Current project managers and decision makers have not grown up in an era of rising construction escalation and economic inflation. The last time that happened was in the early 2000s. Most of our current leaders did not have the rough experience of navigating those choppy waters.
To boost your career, communicating risk and uncertainty is as important as getting the fundamentals of escalation and uncertainty right.
We will discuss the first three bones of the Communicating with FINESSE fishbone diagram in this brief article on communicating inflation and escalation.
Frame the Communication
Start with the Definitions
Inflation is an economic term that indicates the increase in the price of goods and services over time. More precisely, inflation can be defined as a persistent rise in the prices associated with a basket of goods and services that is not offset by increased productivity. Inflation causes purchasing power to reduce. The Consumer Price Index (US) is one way to measure inflation.
Escalation refers to a persistent rise in the price of specific commodities, goods, or services due to a combination of factors that include inflation, supply & demand, technological changes, environmental impacts, and political effects. The ENR Construction Cost reports, including the Construction Cost Index (CCI) and its Building Cost Index (BCI), are based on labor, specific materials, and specific cities in the US and provide an indication of construction-specific escalation.

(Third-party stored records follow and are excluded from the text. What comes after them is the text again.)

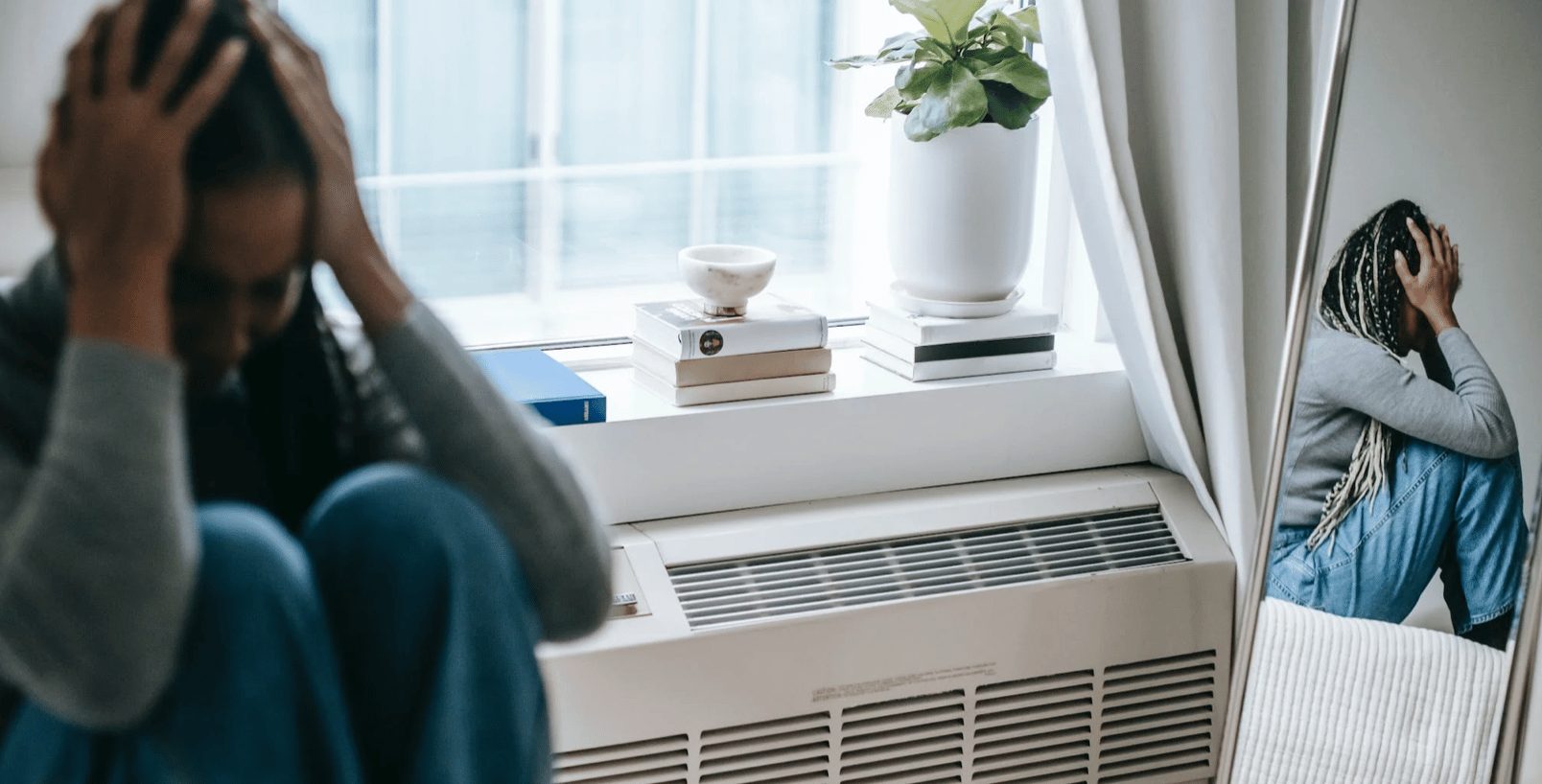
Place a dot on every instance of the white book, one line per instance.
(959, 368)
(737, 390)
(927, 330)
(913, 353)
(682, 332)
(723, 370)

Inflation refers to the increased price of a basket of goods and services, while escalation refers to an increase in the price of a specified good or service. Inflation is one of the factors that cause escalation.
Establish the Boundaries
Validating “what is in” and “what is out” of the problem frame is important in both the analysis and the communication. For a theoretical project in Richmond, Virginia, are we considering escalation based on local sources, state resources, or national resources?
Are we examining supply chain impacts from our primary vendors, or are we examining deeper into the supply chain? Are we considering schedule impacts from our expectations of local labor conditions, or are we considering the range of state or regional labor impacts on our contractors?
Our problem frame must be documented if our communication is to be effective.
Illustrate the Communication
Sensitivity Analysis (Tornado Diagrams)
There are seven essential graphics in the Communicating with FINESSE fishbone. Sensitivity analysis, in the form of a tornado diagram, is one of those seven and is especially relevant to communicating escalation and inflation.
The tornado diagram receives its names by the visual image created from wider bars associated with input variables that have more impact on the output being located at the top. In contrast, the narrow bars associated with input variables with less impact on the output are shown at the bottom. Tornado diagrams are modified versions of a bar chart.
Two forms of a tornado diagram should be developed. The primary tornado diagram should show the potential impacts of escalation by class (pumps, motors, switchgear, labor, etc.) and the possible impacts of each class on the total construction costs. Secondary tornado diagrams by types within each class (centrifugal and positive displacement for pumps or mechanical, electrical, and general site for labor) depending on the context of the project.
Consideration of rare events must be incorporated into the communication and analysis. For example, how much of the variation in labor or material costs dues to supply chain issues were included in a base case analysis, and how much was considered a rare event? If and how the potential for rare events was incorporated into the model will be part of the communication.
Reduce the Noise
Balance the Content
The analysis of escalation and inflation is predominately symbolic (numbers, equations, calculations). Financial specialists, engineers, scientists, and other technical professionals think interpretatively in this manner. However, attorneys, policymakers, and non-technical professionals interpret issues narratively. The general public thinks more perceptually (touch, taste, smell, sound) in the form of how the issue touches them personally.
Too many numbers, too many words, or too many stories create noise for how any one group interprets an issue and trusts the communicator.
It takes work when it comes to discussing escalation, but a balanced approach is what it takes to be effective.
Do Not Become Distracted
There is a tendency to expand issues with complexity and uncertainty beyond the current project. Remember, anything outside the frame is potential noise. The war in Ukraine, the energy crisis in Europe, and Chinese threats again Taiwan are relative to global inflation. These issues may or may not be relevant to a drainage project in Richmond, Virginia. Letting the communication wander into global events is likely to generate noise when communicating local escalation impacts.
The takeaway is to be prepared to discuss issues outside the frame in Q&A but avoid being pulled into the trap of creating noise that distracts from the issue at hand.
The influx of federal money into new construction is colliding with a general economy in which prices are rising faster than they have in more than a generation. Even if inflation subsides in the general economy, escalation will continue to increase due to the abovementioned factors (supply & demand, technological changes, environmental impacts, and political effects).
Current project managers and decision makers have not grown up in an era of rising construction escalation and economic inflation.
Your career and your organization depend on you effectively communicating the effects of escalation and inflation. The Communicating with FINESSE fishbone diagram provides a framework for effective communication of information with high levels of complexity and uncertainty.